Pair Corralation between Strategic Alternatives and Guidestone Value
Assuming the 90 days horizon Strategic Alternatives Fund is expected to generate 0.2 times more return on investment than Guidestone Value. However, Strategic Alternatives Fund is 5.0 times less risky than Guidestone Value. It trades about 0.34 of its potential returns per unit of risk. Guidestone Value Equity is currently generating about 0.04 per unit of risk. If you would invest 905.00 in Strategic Alternatives Fund on December 5, 2024 and sell it today you would earn a total of 18.00 from holding Strategic Alternatives Fund or generate 1.99% return on investment over 90 days.

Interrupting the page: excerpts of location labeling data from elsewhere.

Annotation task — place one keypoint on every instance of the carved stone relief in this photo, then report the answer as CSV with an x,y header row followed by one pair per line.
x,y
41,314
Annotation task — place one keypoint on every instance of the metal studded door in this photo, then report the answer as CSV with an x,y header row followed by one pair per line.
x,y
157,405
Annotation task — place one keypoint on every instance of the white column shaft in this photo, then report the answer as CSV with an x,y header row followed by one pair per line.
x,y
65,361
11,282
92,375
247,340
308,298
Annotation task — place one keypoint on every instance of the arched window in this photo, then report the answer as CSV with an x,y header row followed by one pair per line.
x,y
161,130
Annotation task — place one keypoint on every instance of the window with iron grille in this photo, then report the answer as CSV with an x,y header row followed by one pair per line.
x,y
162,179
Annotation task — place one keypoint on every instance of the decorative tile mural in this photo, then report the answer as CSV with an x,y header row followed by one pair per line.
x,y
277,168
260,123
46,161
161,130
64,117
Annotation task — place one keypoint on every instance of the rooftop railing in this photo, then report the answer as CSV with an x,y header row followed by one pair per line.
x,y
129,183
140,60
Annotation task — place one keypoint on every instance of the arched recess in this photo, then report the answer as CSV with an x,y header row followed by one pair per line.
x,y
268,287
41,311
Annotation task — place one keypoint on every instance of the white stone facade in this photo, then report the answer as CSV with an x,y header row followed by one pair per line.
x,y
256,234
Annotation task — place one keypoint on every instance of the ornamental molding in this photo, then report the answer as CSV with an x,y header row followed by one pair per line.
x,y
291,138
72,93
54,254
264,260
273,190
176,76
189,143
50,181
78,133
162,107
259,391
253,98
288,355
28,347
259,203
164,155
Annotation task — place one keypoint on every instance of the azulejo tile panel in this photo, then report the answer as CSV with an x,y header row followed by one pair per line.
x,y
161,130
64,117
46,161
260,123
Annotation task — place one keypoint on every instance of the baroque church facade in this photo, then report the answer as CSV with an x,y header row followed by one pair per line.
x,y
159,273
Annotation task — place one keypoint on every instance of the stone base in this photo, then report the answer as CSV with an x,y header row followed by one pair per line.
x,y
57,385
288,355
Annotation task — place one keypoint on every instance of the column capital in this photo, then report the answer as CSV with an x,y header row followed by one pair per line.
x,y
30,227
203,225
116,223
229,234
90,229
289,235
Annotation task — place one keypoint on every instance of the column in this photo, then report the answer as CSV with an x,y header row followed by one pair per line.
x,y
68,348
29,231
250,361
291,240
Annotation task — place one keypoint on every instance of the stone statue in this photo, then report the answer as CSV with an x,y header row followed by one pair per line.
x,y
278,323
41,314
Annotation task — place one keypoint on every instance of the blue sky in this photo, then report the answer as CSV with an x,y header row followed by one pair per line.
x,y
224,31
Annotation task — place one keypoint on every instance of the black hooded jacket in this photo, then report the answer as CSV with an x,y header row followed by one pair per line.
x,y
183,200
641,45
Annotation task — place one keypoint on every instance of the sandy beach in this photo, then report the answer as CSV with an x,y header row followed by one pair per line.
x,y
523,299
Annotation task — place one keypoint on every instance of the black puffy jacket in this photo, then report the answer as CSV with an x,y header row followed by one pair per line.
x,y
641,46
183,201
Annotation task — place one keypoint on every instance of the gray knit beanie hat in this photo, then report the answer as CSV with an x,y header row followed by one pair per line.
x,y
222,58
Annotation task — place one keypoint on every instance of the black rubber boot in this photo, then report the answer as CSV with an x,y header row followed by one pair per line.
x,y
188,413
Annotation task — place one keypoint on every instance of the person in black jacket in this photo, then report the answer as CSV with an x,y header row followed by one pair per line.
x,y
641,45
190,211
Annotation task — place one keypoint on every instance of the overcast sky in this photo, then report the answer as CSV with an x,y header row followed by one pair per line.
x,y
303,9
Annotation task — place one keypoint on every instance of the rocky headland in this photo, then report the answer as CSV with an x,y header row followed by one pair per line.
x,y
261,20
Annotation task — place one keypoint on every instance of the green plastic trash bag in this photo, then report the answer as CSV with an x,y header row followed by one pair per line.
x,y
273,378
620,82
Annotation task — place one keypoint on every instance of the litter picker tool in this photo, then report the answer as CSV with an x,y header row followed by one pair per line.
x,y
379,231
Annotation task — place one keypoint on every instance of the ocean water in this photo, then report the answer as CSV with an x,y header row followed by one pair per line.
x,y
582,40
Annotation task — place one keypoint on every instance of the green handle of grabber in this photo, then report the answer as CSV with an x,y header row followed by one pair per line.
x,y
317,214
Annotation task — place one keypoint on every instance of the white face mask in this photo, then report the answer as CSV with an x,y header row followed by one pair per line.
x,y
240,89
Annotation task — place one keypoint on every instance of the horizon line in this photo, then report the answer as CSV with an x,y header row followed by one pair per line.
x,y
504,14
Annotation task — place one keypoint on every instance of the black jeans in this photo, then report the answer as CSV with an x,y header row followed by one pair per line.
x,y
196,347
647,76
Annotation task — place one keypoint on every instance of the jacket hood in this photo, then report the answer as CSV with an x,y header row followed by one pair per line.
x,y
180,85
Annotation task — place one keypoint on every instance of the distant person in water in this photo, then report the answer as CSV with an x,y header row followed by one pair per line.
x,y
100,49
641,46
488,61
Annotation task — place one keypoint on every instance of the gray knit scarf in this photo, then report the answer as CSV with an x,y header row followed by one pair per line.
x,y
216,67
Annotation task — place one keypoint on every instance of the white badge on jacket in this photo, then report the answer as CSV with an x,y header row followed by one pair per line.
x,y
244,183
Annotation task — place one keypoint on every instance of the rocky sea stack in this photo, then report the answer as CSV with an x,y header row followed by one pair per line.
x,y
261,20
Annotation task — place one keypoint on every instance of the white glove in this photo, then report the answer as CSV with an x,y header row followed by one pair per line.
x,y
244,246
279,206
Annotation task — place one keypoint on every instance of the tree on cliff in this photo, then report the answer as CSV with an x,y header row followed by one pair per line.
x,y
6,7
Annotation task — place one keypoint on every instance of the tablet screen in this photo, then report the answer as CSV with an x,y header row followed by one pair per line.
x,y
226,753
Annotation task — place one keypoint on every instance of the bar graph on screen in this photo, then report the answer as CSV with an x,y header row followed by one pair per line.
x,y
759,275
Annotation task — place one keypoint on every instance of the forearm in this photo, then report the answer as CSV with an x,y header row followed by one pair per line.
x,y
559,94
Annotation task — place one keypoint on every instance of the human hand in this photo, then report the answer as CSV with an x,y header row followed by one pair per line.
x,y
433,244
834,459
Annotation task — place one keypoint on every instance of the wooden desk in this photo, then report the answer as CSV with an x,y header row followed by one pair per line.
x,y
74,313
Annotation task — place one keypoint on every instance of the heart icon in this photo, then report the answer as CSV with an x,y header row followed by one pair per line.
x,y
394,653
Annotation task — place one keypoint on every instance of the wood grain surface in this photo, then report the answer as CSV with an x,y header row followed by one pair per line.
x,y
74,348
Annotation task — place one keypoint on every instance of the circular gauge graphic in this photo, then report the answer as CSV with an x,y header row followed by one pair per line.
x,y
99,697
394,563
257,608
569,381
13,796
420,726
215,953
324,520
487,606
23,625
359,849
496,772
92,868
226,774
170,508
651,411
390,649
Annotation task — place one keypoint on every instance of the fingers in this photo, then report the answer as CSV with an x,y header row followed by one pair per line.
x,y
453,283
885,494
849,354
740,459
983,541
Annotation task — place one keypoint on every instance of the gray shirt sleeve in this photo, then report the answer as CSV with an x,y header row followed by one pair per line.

Time Period | 3 Months [change] |
Direction | Moves Together |
Strength | Strong |
Accuracy | 100.0% |
Values | Daily Returns |
Strategic Alternatives Fund vs. Guidestone Value Equity
Performance |
Timeline |
Strategic Alternatives |
Guidestone Value Equity |
Strategic Alternatives and Guidestone Value Volatility Contrast
Predicted Return Density |
Returns |
Pair Trading with Strategic Alternatives and Guidestone Value
The main advantage of trading using opposite Strategic Alternatives and Guidestone Value positions is that it hedges away some unsystematic risk. Because of two separate transactions, even if Strategic Alternatives position performs unexpectedly, Guidestone Value can make up some of the losses. Pair trading also minimizes risk from directional movements in the market. For example, if an entire industry or sector drops because of unexpected headlines, the short position in Guidestone Value will offset losses from the drop in Guidestone Value's long position.The idea behind Strategic Alternatives Fund and Guidestone Value Equity pairs trading is to make the combined position market-neutral, meaning the overall market's direction will not affect its win or loss (or potential downside or upside). This can be achieved by designing a pairs trade with two highly correlated stocks or equities that operate in a similar space or sector, making it possible to obtain profits through simple and relatively low-risk investment.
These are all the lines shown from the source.